Show that a function is surjective using Rolle's Theorem

Question

Let a,b ∈ $\mathbb{R}$, a < b and g: [a,b] → $\mathbb{R}$ is a continuous function, differentiable in ]a,b[, such that g(a) = g(b) = 0 and g(x) $\neq$ 0 $\forall$ x ∈ ]a,b[. Show that the function h:]a,b[ → $\mathbb{R}$,

h(x) = $\frac{g'(x)}{g(x)}$ is surjective.

$\forall$ k ∈ $\mathbb{R}$ apply, justifying, Rolle's Theorem to the function $g(x)e^{−kx}$ in [a,b]
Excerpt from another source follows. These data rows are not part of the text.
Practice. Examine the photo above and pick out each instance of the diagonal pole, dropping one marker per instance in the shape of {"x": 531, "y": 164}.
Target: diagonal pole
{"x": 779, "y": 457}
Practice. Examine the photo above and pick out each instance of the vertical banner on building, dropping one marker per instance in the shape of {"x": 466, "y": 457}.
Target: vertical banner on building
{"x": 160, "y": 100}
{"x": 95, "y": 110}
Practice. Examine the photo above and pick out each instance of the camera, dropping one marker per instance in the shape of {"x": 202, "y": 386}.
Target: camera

I honestly have no idea where to start, or where the function $g(x)e^{−kx}$ comes from.

Answer 1

$h(x)=g(x)e^{-kx}$, $h(a)=h(b)=0$, there exists $c$ such that $h'(c)=(g'(c)-kg(c))^{-kc}=0$ (Rolle), we deduce that $g'(c)-kg(c)=0$ by dividing the previous equality by $g(c)$ (we are allowed to do that since $g(c)\neq 0$) we obtain ${{g'(c)}\over{g(c)}}=k$.

Answer 2

For any $k\in\Bbb R$, we want to find $x\in(a,b)$ such that $$h(x)=k$$$$\frac{g’(x)}{g(x)}=k$$$$g’(x)=kg(x)$$$$g’(x)e^{-kx}=kg(x)e^{-kx}$$$$(g’(x)-kg(x))e^{-kx}=0$$$$\frac{d}{dx}(g(x)e^{-kx})=0.$$ Since $g(a)e^{-ka}=g(b)e^{-kb}=0$, Rolle’s theorem guarantees a solution $x\in(a,b)$.